Byzantine failures are defined as arbitrary deviations of a process from its assumed behavior based on the algorithm it is supposed to be running and the inputs it receives. Such failures can occur, e.g., due to a software bug, a (transitional or permanent) hardware malfunction, or a malicious attack.
The term Byzantine refers to the Byzantine Generals' Problem, an agreement problem described by Leslie Lamport, Robert Shostak and Marshall Pease in 1982 paper, "The Byzantine Generals Problem". In this paper, they described a problem between Generals during a battle to attack a city. In its simplest form, every general must agree to attack to win the city, or to retreat. Those general are far away from each other, and the only way to reach an agreement is sending the same message to all of them through the messengers. The problem is complicated by the presence of traitorous generals who may cast different votes to different parts.
This problem can be reduced to solving a "Commander and Lieutenants" problem where Loyal Lieutenants must all act in unison and that their action must correspond to what the Commander ordered in the case that the Commander is Loyal.
- One solution considers scenarios in which messages may be forged, but which will be Byzantine-fault-tolerant as long as the number of traitorous generals does not equal or exceed one third of the generals ($f<\frac{n}{3}$);
- A second solution requires unforgeable message signatures which can provide Byzantine fault tolerance in the presence of an arbitrary number of traitorous generals.
In 1999, Miguel Castro and Barbara Liskov introduced the "Practical Byzantine Fault Tolerance" (PBFT) algorithm, which provides high-performance Byzantine state machine replication very efficiently. PBFT triggered Byzantine fault tolerant replication research with protocols like Zyzzyva, BFT-SMaRt, and others.
State machine replication (SMR) or state machine approach (SMA) is a general method for implementing a fault-tolerant service by replicating servers and coordinating client interactions with server replicas. SMR can used to tolerate fail-stop failures and also Byzantine failures. The idea is to implement a service using a set of server replicas in such a way that the overall service can continue to behave as specified even if a number of servers is faulty. If the service is designed to tolerate arbitrary faults, which include attacks and intrusions, then the service can be said to be intrusion-tolerant, or Byzantine resilient.
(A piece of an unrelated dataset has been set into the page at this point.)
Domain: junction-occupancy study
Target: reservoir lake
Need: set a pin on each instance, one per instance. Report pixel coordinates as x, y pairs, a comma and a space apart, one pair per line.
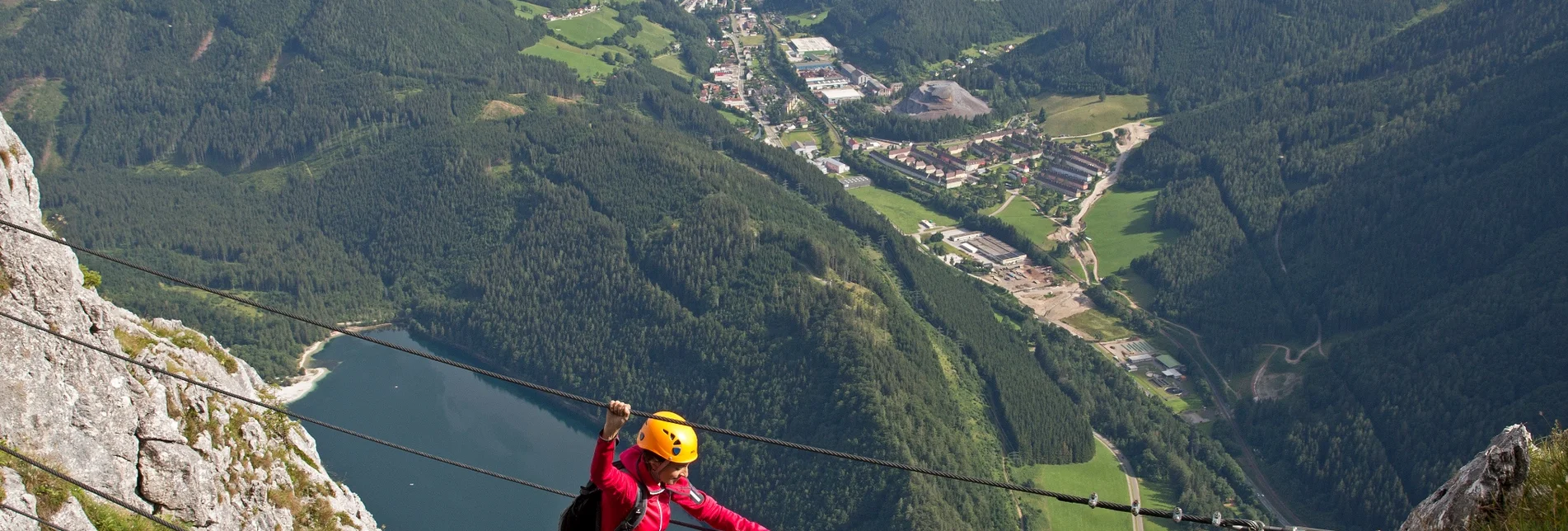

The resilience of a protocol can be defined as the maximum number of faults in the presence of which the protocol still behaves according to its specification. Practical intrusion-tolerant replicated systems based on the state machine approach can handle at most $f$ Byzantine components out of a total of $n=3f+1$, which is the maximum resilience in asynchronous systems.
Although most of the companies are more concerned with fail-stop failures, it does not mean that systems that tolerates arbitrary faults are useless. The Bitcoin network works in parallel to generate a chain of Hashcash style proof-of-work. The proof-of-work chain is the key to overcome Byzantine failures and to reach a coherent global view of the system state.
Any company operating at a scale like IBM/Google/Yahoo/Microsoft/Apple cares, because arbitrary faults happen and when you have 500.000 or more computers, and it is difficult to just have IT guys deal with it. One example, is that these companies implemented the Paxos algorithm in some of their services.